Игумен Иван молча поклонился всем и вышел за порог. Тревожные молчаливые взгляды провожали его в спину.
— Он никогда меня не любил! Он всегда был против меня. А теперь — Бог надоумил его! — вскипел от радости Святополк. — Он ещё в Новгороде против меня мятеж поднимал. О!..
— Князь, игумен Иван велел тебя сюда звать. По его воле я тогда приехал к тебе на Туровщину. Его вины пред тобой нет!
— Несите Тугоркану хлеб и рушник, берём его дочь Тотуру себе в великие княгини. Да будет мир со Степью... — поднялся торжественно боярин Поток.
Феоктист перекрестил Святополка:
— Печерская обитель за тебя, князь. Правь ею державно. Лишь не давай силы гречинам-ромеям, яко было сие раньше. На кафедры епископские шли русичей — наша братия печерская тебе поможет. И везде, по всей земле Русской, владыки церковные будут к тебе народ поворачивать, молитвой искренней поддерживать будут и деяниями. А сейчас — возьми в наших монастырских онбарах хлеб. Раздай людям в сожжённых сёлах. Облегчи потяги смердам. И Бог заступится за тебя, а люди — благословят. Тогда и придёт время наструнить тетиву на врагов ордынских. Аминь.
— Владыка... Не забуду сие. Братию твою буду жаловать. — Святополк расчувствованно припал к руке Феоктиста.
— Бог воздаст тебе...
— Поставлю новый храм, в память дня сегодняшнего. И его святого... который это, а?
— Сегодня день святого Михаила.
— Будет храм Михайловский... Упомни, отче.
Бояре-думцы расходились.
Феоктист с Нестором шли к своим Печёрам.
— Жаль отца Ивана. Честную душу имеет. И для обители нашей трудов не жалел, и для державы...
— Наука его нам осталась. Учил ведь — возвышаться над суетой, прозревать будущее, но сам потонул в суете.
— Не выдержал Святополчьей ничтожности. Тяжело сие, брат.

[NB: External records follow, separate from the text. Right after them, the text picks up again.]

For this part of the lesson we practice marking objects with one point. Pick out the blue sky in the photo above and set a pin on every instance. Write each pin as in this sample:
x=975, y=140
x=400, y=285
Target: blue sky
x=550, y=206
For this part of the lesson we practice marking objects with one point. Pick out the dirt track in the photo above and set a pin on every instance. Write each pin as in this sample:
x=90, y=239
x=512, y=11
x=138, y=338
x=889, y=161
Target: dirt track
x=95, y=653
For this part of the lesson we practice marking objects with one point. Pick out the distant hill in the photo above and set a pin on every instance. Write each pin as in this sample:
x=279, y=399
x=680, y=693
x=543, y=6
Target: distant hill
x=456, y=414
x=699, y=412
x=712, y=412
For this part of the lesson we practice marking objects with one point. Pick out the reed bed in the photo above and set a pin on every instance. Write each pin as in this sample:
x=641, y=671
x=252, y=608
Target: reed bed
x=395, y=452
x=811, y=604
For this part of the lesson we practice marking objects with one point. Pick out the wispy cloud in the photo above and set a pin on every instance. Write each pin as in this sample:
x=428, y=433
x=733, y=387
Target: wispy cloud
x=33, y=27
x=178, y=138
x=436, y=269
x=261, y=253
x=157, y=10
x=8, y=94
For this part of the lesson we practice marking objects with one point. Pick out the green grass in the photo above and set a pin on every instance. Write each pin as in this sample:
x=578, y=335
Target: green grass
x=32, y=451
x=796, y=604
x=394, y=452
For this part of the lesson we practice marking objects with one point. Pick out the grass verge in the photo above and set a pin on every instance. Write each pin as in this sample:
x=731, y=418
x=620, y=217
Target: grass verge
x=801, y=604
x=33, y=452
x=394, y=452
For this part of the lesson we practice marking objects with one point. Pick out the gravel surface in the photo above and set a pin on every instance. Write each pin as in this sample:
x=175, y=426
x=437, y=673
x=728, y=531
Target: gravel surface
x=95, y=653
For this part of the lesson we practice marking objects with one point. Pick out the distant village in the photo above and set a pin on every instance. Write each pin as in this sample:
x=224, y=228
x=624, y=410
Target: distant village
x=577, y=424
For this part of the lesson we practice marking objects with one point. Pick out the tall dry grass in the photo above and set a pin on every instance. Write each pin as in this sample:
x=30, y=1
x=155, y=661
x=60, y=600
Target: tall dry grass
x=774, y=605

— Нужно князя Святополка к себе приблизить, разум его направлять. В руках у бояр он. Что хотят, то и делают с ним. Наипаче — этот туровец Поток. Правда, он уже притёрся здесь. Прислушивается к киевским боярам.
— Потому что имеет много погостов вблизи Василькова. Половецкая орда и его задевает! — засмеялся Нестор.